Let me be clear: On November 6, 1989, Clinton Gayle was convicted of the offence of possession of a narcotic for the purpose of trafficking. He was sentenced to a term of imprisonment of two years less one day. Those are the kinds of sentences that have led to the IAD appeals. Often courts have given sentences of two years less a day specifically to give access to IAD appeals. Indeed, Mr. Gayle used that loophole and on March 1, 1991, the deportation order was filed against him and on that same day he filed an appeal against the decision. It took 16 months, until June 29, 1992, for the Immigration Appeal Division of the IRB to dismiss the appeal of his deportation order.
It is true that after 1992, through incompetence on the part of law enforcement agencies, he was not removed. He ought to have been removed. However, here is the point. If Bill C-43 had been in place back in 1991-1992, the paddy wagon would have gone to the prison on the last day of Mr. Gayle's custodial sentence, put him in the back and taken him to Lester B. Pearson Airport and put him on a plane back to Jamaica. He would never have been allowed to get out on our streets in the first place and Todd Baylis would be alive today.
Yes, he ought to have been removed in 1992, but he never should have been able to delay his deportation in the first place. That is the point. That is why the Canadian Association of Police supports Bill C-43. It is why the Canadian Association of Chiefs of Police endorses the faster removal of foreign criminals act.
It is also why victim advocacy groups support this bill.
Here is a lovely one from the opposition. We heard them quote Amnesty International and the Canadian Bar Association expressing concern that the bill would no longer allow access to applications for permanent residency on humanitarian and compassionate grounds for people who have been found to be involved in war crimes, crimes against humanity, serious human rights violations and organized criminality.

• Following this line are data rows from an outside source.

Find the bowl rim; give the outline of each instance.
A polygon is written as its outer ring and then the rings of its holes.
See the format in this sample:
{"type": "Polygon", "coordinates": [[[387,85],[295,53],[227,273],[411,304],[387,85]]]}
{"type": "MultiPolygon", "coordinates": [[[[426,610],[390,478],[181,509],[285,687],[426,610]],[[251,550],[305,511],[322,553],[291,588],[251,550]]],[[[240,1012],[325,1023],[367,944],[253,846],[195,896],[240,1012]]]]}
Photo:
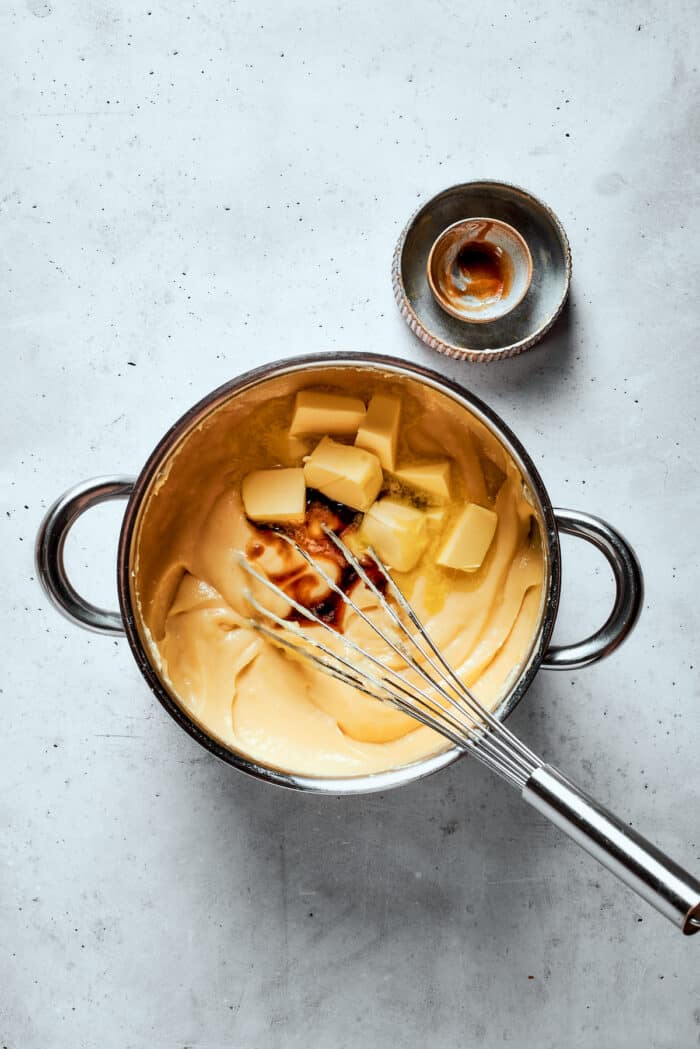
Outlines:
{"type": "MultiPolygon", "coordinates": [[[[484,240],[488,241],[488,235],[484,237],[484,240]]],[[[457,219],[456,222],[450,223],[449,226],[445,227],[442,233],[438,234],[438,236],[433,241],[432,247],[430,248],[430,251],[428,253],[428,259],[425,264],[425,274],[428,278],[428,286],[430,287],[430,290],[433,293],[433,298],[437,302],[440,309],[444,310],[445,313],[449,313],[450,316],[454,317],[458,321],[462,321],[464,324],[492,324],[494,321],[501,320],[503,317],[507,317],[509,313],[512,313],[516,306],[520,305],[520,303],[523,301],[528,291],[530,290],[530,285],[532,284],[532,252],[530,251],[527,241],[523,237],[522,233],[520,233],[515,228],[515,226],[511,226],[509,222],[504,222],[503,219],[489,218],[486,215],[474,215],[473,217],[466,219],[457,219]],[[473,317],[466,317],[463,313],[460,313],[458,309],[452,306],[448,299],[444,298],[442,292],[440,291],[435,280],[433,279],[433,258],[435,257],[436,250],[439,249],[442,242],[447,239],[450,233],[454,232],[457,229],[460,229],[460,227],[468,226],[472,222],[490,222],[492,226],[498,226],[502,230],[507,230],[508,236],[511,237],[518,244],[522,252],[523,258],[525,259],[527,269],[525,280],[523,282],[523,287],[518,297],[511,299],[508,302],[508,306],[506,307],[506,309],[504,309],[501,313],[492,314],[490,317],[480,317],[477,314],[475,314],[473,317]]]]}
{"type": "Polygon", "coordinates": [[[149,658],[147,647],[142,640],[139,617],[136,614],[132,594],[132,583],[134,581],[133,555],[135,553],[133,549],[134,536],[137,536],[140,513],[150,493],[152,484],[157,480],[161,468],[167,463],[170,455],[186,439],[191,430],[201,425],[208,416],[221,408],[231,397],[240,396],[247,389],[272,378],[299,371],[307,371],[310,367],[319,369],[337,368],[338,370],[366,367],[371,371],[383,374],[388,372],[398,377],[408,375],[410,378],[422,381],[438,392],[452,396],[453,400],[472,412],[505,445],[521,470],[523,477],[527,480],[530,490],[537,500],[538,506],[536,509],[538,509],[544,525],[543,548],[548,571],[545,580],[541,619],[530,655],[519,676],[514,681],[512,688],[494,710],[494,714],[500,720],[505,720],[509,716],[532,684],[554,629],[561,589],[559,535],[552,504],[542,478],[519,439],[500,416],[479,397],[466,390],[459,383],[440,375],[432,369],[402,360],[399,357],[362,352],[334,352],[303,354],[271,361],[244,372],[212,390],[184,412],[156,444],[136,479],[133,492],[127,503],[119,535],[117,553],[117,590],[124,629],[132,655],[151,691],[177,724],[201,746],[226,764],[246,772],[248,775],[279,786],[316,794],[368,794],[388,790],[411,783],[424,776],[432,775],[440,769],[451,765],[459,757],[462,757],[465,751],[456,747],[448,747],[438,754],[422,758],[408,765],[402,765],[396,769],[388,769],[361,776],[326,777],[301,775],[274,769],[255,761],[245,754],[231,750],[213,736],[208,735],[197,722],[190,718],[184,707],[180,706],[174,695],[171,695],[169,689],[162,681],[149,658]]]}
{"type": "Polygon", "coordinates": [[[569,292],[571,290],[571,279],[572,279],[572,260],[571,260],[571,246],[569,244],[569,238],[566,234],[566,230],[561,223],[561,220],[552,210],[552,208],[539,197],[535,196],[529,190],[524,189],[522,186],[518,186],[513,182],[504,182],[500,179],[484,178],[484,179],[471,179],[468,182],[456,182],[451,186],[446,186],[441,189],[438,193],[433,194],[427,200],[424,200],[420,204],[413,214],[409,217],[406,225],[401,230],[399,238],[394,248],[394,254],[391,261],[391,284],[394,292],[394,300],[399,308],[399,312],[403,317],[404,321],[416,335],[421,342],[428,346],[431,350],[436,350],[444,357],[451,357],[453,360],[470,361],[475,364],[488,364],[493,361],[506,360],[509,357],[517,357],[521,353],[525,353],[527,350],[532,349],[536,346],[544,336],[553,327],[556,321],[559,319],[566,303],[569,298],[569,292]],[[540,207],[547,218],[550,220],[554,229],[557,232],[559,241],[564,253],[564,290],[559,300],[559,303],[543,324],[535,328],[532,332],[526,335],[524,338],[519,339],[517,342],[512,342],[508,346],[500,347],[488,347],[486,349],[475,349],[473,347],[456,346],[452,342],[448,342],[446,339],[436,335],[429,328],[425,326],[421,318],[418,316],[414,309],[406,286],[403,279],[403,253],[406,245],[406,240],[409,233],[413,230],[414,226],[420,221],[422,216],[431,208],[436,201],[440,200],[441,197],[447,196],[450,193],[459,191],[474,190],[478,187],[484,187],[485,189],[493,188],[495,190],[510,190],[514,193],[519,193],[529,200],[534,202],[540,207]]]}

We are so generous, some would say generous to a fault, in our country that even many of these people have had access to our asylum system and that all of them benefit from what is called a pre-removal risk assessment prior to being removed. Everyone, even the most objectionable terrorists and organized criminals, gets some form of independent legal assessment on whether or not they would face risk if returned to the country of their nationality. That is how we discharge our responsibility under the convention against torture, the 1951 refugee convention and, indeed, the Charter of Rights.
We have an obligation not to remove foreigners whose safety could be at risk if they are deported.
We have a process for this. However, the humanitarian and compassionate process is in addition to the pre-removal risk assessment and in addition to the asylum process.
Only the NDP and Liberals could suggest that a member of the mafia, that someone involved in serious human rights violations should have special consideration on humanitarian grounds.
Consider Léon Mugesera, a Rwandan national responsible for genocide in his country. According to our legal system and the International Criminal Tribunal for Rwanda, Mr. Mugesera was one of the people responsible for inciting the slaughter of hundreds of thousands of Rwandan civilians 20 years ago. It took us 21 years to deport Léon Mugesera.
I believe that one of the reasons for the delay is that he applied for permanent residence on humanitarian grounds twice. Léon Mugesera showed no humanitarian compassion toward victims of the Rwandan genocide. In my opinion, Canada is in no way obliged to provide special consideration on humanitarian grounds to a person who has committed genocide.
Quite frankly, I encourage the opposition parties to reconsider their foolhardy opposition to the bill, because if they do not, I look forward to letting Canadians know at the next election about the position they have taken.